Plant-based meat looked poised to change the world — but then Americans stopped buying it, Jacob Zinkula reported recently for Business Insider.
Photo Insert: The slowdown is among the reasons Beyond Meat — whose stock price has fallen nearly 75% in the last year — laid off 20% of its workforce in 2022.
In 2020, retail sales of plant-based meat grew 45%, surpassing the $1 billion mark for the first time. Awareness of firms like Beyond Meat and Impossible Foods, in addition to climate change and animal welfare concerns, nudged many Americans to give fake meat a shot.
The pandemic also helped sales as well. But things have changed over the past year.
As of December, supermarket sales of refrigerated plant-based meat had fallen 14% vs the prior year, retail data firm IRI said. Orders of plant-based burgers at food service outlets were down 9% in November compared to 2019 levels.
The slowdown is among the reasons Beyond Meat — whose stock price has fallen nearly 75% in the last year — laid off 20% of its workforce in 2022.
Impossible Foods, despite seeing 50% retail sales growth last year, let go of 6% of its employees last October and is reportedly planning to shrink its headcount by an additional 20%.
In 2018, a Gallup poll found that 5% of Americans were vegetarians, in line with the 5% and 6% reported in 2012 and 2001.
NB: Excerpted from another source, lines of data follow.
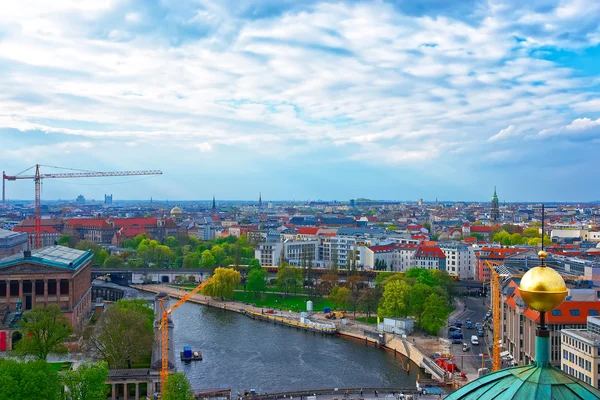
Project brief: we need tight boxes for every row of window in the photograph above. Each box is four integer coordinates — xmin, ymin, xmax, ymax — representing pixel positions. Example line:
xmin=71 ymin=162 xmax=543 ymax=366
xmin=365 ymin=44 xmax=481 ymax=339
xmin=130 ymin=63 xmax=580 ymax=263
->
xmin=562 ymin=365 xmax=595 ymax=386
xmin=563 ymin=350 xmax=593 ymax=371
xmin=563 ymin=335 xmax=598 ymax=355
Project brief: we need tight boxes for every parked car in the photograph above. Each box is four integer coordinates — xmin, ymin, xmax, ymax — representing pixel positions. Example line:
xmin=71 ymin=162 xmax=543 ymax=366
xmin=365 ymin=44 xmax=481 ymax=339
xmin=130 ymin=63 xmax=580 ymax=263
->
xmin=449 ymin=332 xmax=464 ymax=340
xmin=462 ymin=343 xmax=470 ymax=352
xmin=451 ymin=338 xmax=462 ymax=344
xmin=466 ymin=320 xmax=473 ymax=329
xmin=455 ymin=320 xmax=463 ymax=327
xmin=478 ymin=329 xmax=484 ymax=338
xmin=471 ymin=335 xmax=479 ymax=345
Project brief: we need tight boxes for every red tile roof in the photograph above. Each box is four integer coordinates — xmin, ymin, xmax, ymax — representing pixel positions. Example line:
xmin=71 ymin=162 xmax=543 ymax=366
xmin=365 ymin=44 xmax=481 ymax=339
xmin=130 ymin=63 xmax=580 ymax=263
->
xmin=414 ymin=246 xmax=446 ymax=258
xmin=297 ymin=227 xmax=320 ymax=235
xmin=66 ymin=219 xmax=112 ymax=230
xmin=17 ymin=218 xmax=63 ymax=227
xmin=117 ymin=226 xmax=147 ymax=238
xmin=469 ymin=225 xmax=492 ymax=233
xmin=113 ymin=218 xmax=158 ymax=227
xmin=523 ymin=301 xmax=595 ymax=324
xmin=477 ymin=247 xmax=525 ymax=259
xmin=14 ymin=226 xmax=59 ymax=234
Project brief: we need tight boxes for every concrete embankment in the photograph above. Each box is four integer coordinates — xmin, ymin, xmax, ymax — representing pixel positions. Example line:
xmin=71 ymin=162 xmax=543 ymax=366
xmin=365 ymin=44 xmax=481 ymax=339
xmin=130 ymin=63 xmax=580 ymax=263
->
xmin=133 ymin=284 xmax=335 ymax=335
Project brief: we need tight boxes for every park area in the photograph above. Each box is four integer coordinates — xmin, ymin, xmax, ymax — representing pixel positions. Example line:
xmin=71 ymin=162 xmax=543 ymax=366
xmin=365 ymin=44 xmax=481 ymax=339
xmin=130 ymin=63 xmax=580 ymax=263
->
xmin=233 ymin=291 xmax=332 ymax=312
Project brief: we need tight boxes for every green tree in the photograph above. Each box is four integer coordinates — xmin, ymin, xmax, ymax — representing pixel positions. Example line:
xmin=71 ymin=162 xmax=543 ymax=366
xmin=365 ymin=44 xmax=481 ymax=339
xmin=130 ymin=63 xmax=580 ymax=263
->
xmin=408 ymin=283 xmax=433 ymax=325
xmin=423 ymin=222 xmax=432 ymax=232
xmin=103 ymin=255 xmax=124 ymax=269
xmin=246 ymin=268 xmax=266 ymax=298
xmin=210 ymin=245 xmax=226 ymax=265
xmin=164 ymin=236 xmax=179 ymax=249
xmin=378 ymin=279 xmax=409 ymax=318
xmin=0 ymin=359 xmax=62 ymax=400
xmin=114 ymin=299 xmax=154 ymax=330
xmin=202 ymin=268 xmax=241 ymax=299
xmin=61 ymin=362 xmax=109 ymax=400
xmin=523 ymin=227 xmax=540 ymax=238
xmin=182 ymin=253 xmax=200 ymax=269
xmin=58 ymin=235 xmax=73 ymax=247
xmin=329 ymin=286 xmax=351 ymax=310
xmin=470 ymin=233 xmax=484 ymax=241
xmin=14 ymin=305 xmax=72 ymax=360
xmin=248 ymin=258 xmax=262 ymax=270
xmin=386 ymin=224 xmax=398 ymax=231
xmin=222 ymin=256 xmax=234 ymax=267
xmin=358 ymin=287 xmax=380 ymax=321
xmin=421 ymin=293 xmax=448 ymax=335
xmin=94 ymin=249 xmax=109 ymax=266
xmin=83 ymin=306 xmax=154 ymax=368
xmin=276 ymin=264 xmax=302 ymax=295
xmin=75 ymin=240 xmax=102 ymax=253
xmin=201 ymin=250 xmax=217 ymax=269
xmin=162 ymin=372 xmax=194 ymax=400
xmin=501 ymin=224 xmax=522 ymax=235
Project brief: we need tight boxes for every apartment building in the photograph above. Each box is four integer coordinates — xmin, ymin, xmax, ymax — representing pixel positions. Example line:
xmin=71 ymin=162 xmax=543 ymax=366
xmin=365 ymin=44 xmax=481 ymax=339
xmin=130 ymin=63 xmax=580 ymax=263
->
xmin=561 ymin=316 xmax=600 ymax=388
xmin=502 ymin=279 xmax=592 ymax=365
xmin=254 ymin=240 xmax=319 ymax=267
xmin=439 ymin=242 xmax=472 ymax=279
xmin=362 ymin=243 xmax=417 ymax=271
xmin=413 ymin=246 xmax=446 ymax=271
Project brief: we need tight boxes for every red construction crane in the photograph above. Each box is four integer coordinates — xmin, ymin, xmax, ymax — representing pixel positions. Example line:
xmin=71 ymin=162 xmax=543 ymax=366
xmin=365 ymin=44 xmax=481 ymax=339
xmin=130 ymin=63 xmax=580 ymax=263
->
xmin=2 ymin=164 xmax=162 ymax=248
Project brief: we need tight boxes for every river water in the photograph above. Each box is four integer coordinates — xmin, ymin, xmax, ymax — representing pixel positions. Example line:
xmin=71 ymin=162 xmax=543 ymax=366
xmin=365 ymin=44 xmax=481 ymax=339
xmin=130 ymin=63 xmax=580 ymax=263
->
xmin=167 ymin=301 xmax=422 ymax=394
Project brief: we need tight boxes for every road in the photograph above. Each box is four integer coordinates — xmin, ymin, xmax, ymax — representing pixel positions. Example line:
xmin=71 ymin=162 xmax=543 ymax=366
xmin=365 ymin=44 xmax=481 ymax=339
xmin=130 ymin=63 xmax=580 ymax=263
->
xmin=447 ymin=295 xmax=493 ymax=374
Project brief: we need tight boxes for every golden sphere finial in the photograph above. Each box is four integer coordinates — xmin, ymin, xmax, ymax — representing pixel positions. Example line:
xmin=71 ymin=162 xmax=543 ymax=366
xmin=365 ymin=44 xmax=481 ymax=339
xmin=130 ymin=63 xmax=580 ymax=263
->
xmin=519 ymin=267 xmax=567 ymax=312
xmin=538 ymin=250 xmax=548 ymax=260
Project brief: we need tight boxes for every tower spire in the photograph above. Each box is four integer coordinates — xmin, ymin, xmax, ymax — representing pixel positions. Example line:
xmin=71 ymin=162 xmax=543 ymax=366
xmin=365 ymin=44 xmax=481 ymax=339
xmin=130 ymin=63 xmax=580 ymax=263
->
xmin=259 ymin=192 xmax=262 ymax=208
xmin=212 ymin=195 xmax=216 ymax=212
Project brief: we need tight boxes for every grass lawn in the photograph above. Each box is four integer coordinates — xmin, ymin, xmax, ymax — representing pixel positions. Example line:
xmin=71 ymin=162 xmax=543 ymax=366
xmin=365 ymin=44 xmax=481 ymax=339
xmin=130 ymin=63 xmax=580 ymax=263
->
xmin=48 ymin=362 xmax=73 ymax=372
xmin=355 ymin=316 xmax=378 ymax=324
xmin=233 ymin=291 xmax=332 ymax=312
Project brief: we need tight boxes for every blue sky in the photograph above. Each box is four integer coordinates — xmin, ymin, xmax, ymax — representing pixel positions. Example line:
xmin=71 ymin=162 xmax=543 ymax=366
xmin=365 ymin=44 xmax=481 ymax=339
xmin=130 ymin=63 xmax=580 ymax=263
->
xmin=0 ymin=0 xmax=599 ymax=202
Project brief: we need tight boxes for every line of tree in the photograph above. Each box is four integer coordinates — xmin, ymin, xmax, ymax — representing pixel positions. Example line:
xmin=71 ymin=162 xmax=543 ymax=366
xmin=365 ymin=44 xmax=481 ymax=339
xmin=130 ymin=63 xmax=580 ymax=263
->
xmin=492 ymin=226 xmax=551 ymax=246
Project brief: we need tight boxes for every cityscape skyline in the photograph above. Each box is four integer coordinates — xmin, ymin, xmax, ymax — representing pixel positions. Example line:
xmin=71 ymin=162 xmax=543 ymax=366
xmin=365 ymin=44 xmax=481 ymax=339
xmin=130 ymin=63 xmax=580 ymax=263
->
xmin=1 ymin=0 xmax=600 ymax=201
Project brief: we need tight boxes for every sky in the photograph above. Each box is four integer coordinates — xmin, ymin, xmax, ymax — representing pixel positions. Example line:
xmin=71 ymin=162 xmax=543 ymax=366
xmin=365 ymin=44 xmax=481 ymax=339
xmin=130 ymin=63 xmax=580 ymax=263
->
xmin=0 ymin=0 xmax=599 ymax=202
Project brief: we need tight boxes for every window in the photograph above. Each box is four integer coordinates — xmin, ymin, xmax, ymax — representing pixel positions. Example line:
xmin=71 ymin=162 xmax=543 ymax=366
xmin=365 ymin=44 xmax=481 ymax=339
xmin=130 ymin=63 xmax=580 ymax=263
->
xmin=570 ymin=309 xmax=581 ymax=316
xmin=589 ymin=309 xmax=599 ymax=316
xmin=552 ymin=310 xmax=562 ymax=316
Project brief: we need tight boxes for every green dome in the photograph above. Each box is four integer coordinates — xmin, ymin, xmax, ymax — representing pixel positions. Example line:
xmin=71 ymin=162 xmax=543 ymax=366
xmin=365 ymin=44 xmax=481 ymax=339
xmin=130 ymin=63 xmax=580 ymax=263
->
xmin=445 ymin=363 xmax=600 ymax=399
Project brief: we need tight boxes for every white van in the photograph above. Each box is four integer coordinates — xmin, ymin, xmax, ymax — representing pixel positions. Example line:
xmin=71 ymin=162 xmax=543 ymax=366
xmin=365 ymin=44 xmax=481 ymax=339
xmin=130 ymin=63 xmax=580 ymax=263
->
xmin=471 ymin=335 xmax=479 ymax=345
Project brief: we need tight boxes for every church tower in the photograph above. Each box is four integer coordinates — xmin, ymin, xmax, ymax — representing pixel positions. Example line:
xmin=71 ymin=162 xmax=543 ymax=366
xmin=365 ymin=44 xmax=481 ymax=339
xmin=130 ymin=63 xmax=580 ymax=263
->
xmin=259 ymin=192 xmax=262 ymax=208
xmin=491 ymin=186 xmax=500 ymax=222
xmin=212 ymin=195 xmax=216 ymax=214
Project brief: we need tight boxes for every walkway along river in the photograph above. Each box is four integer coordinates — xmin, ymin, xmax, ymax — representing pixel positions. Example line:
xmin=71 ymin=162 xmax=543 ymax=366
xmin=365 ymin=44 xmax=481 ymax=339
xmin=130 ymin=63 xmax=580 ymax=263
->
xmin=169 ymin=301 xmax=422 ymax=394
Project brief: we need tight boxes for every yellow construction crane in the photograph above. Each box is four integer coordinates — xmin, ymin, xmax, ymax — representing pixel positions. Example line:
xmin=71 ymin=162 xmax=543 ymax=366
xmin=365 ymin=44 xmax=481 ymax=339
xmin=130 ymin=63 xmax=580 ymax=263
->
xmin=158 ymin=279 xmax=211 ymax=397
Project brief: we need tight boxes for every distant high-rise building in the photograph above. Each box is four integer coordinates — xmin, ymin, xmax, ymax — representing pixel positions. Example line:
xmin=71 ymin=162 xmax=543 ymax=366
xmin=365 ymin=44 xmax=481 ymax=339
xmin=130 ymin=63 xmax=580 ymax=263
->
xmin=259 ymin=192 xmax=262 ymax=208
xmin=491 ymin=186 xmax=500 ymax=222
xmin=350 ymin=199 xmax=355 ymax=207
xmin=212 ymin=195 xmax=216 ymax=214
xmin=418 ymin=198 xmax=423 ymax=206
xmin=104 ymin=194 xmax=113 ymax=205
xmin=76 ymin=195 xmax=86 ymax=204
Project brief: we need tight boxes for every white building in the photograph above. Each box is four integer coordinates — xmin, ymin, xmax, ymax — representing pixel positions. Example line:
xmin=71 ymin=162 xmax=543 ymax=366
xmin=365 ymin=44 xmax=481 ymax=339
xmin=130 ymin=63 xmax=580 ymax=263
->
xmin=254 ymin=240 xmax=320 ymax=267
xmin=439 ymin=243 xmax=472 ymax=279
xmin=362 ymin=243 xmax=417 ymax=271
xmin=560 ymin=316 xmax=600 ymax=388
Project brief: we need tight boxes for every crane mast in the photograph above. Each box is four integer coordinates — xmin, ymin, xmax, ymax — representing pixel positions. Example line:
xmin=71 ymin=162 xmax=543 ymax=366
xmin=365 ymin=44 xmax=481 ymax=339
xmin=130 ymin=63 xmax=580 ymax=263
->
xmin=158 ymin=279 xmax=211 ymax=397
xmin=2 ymin=164 xmax=162 ymax=248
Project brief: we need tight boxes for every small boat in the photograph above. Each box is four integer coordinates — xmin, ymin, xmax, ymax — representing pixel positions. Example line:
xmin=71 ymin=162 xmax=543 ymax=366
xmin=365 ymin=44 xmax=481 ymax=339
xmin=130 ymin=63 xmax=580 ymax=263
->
xmin=180 ymin=346 xmax=203 ymax=361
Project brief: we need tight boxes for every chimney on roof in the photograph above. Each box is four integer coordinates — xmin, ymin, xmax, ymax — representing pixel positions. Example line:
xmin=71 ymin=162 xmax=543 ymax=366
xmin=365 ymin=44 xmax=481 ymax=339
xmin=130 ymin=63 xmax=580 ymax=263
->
xmin=23 ymin=249 xmax=31 ymax=259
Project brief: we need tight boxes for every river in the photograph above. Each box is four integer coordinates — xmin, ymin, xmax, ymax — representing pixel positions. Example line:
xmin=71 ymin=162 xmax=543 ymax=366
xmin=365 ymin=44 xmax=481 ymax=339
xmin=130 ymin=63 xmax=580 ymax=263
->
xmin=167 ymin=301 xmax=422 ymax=394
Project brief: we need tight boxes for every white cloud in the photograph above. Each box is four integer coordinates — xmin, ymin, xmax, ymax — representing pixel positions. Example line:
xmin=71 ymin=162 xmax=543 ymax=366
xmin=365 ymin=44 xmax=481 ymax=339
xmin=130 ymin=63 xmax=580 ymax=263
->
xmin=488 ymin=125 xmax=517 ymax=142
xmin=0 ymin=0 xmax=598 ymax=176
xmin=566 ymin=117 xmax=600 ymax=131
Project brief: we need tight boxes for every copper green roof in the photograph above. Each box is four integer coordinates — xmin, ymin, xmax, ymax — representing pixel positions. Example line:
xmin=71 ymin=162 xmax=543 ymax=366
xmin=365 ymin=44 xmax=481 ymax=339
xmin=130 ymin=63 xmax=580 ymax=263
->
xmin=446 ymin=363 xmax=600 ymax=399
xmin=0 ymin=245 xmax=92 ymax=270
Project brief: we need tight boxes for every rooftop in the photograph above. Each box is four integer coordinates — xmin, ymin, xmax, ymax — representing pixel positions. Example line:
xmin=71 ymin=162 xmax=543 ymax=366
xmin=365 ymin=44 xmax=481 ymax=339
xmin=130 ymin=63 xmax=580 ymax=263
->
xmin=0 ymin=229 xmax=26 ymax=240
xmin=561 ymin=329 xmax=600 ymax=346
xmin=0 ymin=245 xmax=92 ymax=270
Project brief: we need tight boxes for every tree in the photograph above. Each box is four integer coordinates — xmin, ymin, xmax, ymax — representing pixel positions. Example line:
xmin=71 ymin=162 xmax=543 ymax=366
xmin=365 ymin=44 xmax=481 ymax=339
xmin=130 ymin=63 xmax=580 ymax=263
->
xmin=501 ymin=224 xmax=522 ymax=235
xmin=0 ymin=359 xmax=62 ymax=400
xmin=58 ymin=235 xmax=73 ymax=247
xmin=408 ymin=283 xmax=433 ymax=326
xmin=103 ymin=255 xmax=124 ymax=269
xmin=329 ymin=286 xmax=351 ymax=310
xmin=164 ymin=236 xmax=180 ymax=249
xmin=201 ymin=250 xmax=216 ymax=269
xmin=94 ymin=249 xmax=109 ymax=266
xmin=423 ymin=222 xmax=432 ymax=232
xmin=61 ymin=362 xmax=109 ymax=400
xmin=14 ymin=305 xmax=72 ymax=360
xmin=358 ymin=287 xmax=380 ymax=321
xmin=202 ymin=268 xmax=241 ymax=299
xmin=114 ymin=299 xmax=154 ymax=330
xmin=378 ymin=279 xmax=409 ymax=318
xmin=182 ymin=253 xmax=200 ymax=269
xmin=276 ymin=264 xmax=302 ymax=295
xmin=421 ymin=293 xmax=448 ymax=335
xmin=210 ymin=245 xmax=226 ymax=265
xmin=75 ymin=241 xmax=102 ymax=253
xmin=84 ymin=306 xmax=154 ymax=368
xmin=523 ymin=227 xmax=540 ymax=238
xmin=246 ymin=268 xmax=266 ymax=298
xmin=162 ymin=372 xmax=194 ymax=400
xmin=248 ymin=258 xmax=262 ymax=270
xmin=469 ymin=233 xmax=484 ymax=241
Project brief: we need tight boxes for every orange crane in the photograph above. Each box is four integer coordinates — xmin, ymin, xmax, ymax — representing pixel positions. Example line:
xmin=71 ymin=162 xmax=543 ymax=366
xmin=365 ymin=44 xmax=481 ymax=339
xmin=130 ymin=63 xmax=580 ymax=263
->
xmin=158 ymin=279 xmax=211 ymax=397
xmin=2 ymin=164 xmax=162 ymax=248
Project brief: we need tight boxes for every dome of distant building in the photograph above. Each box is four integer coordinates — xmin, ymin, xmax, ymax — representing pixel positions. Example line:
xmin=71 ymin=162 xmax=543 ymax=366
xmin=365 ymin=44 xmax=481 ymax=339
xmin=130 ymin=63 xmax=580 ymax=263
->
xmin=170 ymin=206 xmax=183 ymax=215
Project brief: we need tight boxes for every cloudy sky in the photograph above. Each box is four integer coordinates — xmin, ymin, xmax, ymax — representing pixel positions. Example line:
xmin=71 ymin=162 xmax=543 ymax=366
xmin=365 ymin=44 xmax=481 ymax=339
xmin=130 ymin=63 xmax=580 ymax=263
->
xmin=1 ymin=0 xmax=599 ymax=202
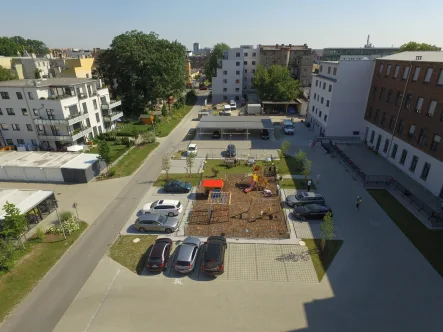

The same poll found the share of vegans increased from 2% in 2012 to 3% in 2018. Last year, the Vegetarian Resource Group found that 6% of the US population were vegan or vegetarian, though some surveys suggest the share could be higher.
So there, the target market is not really big, and fake meat companies have been criticized for selling products that are not healthy but expensive and liberally supplied with sugar and salt.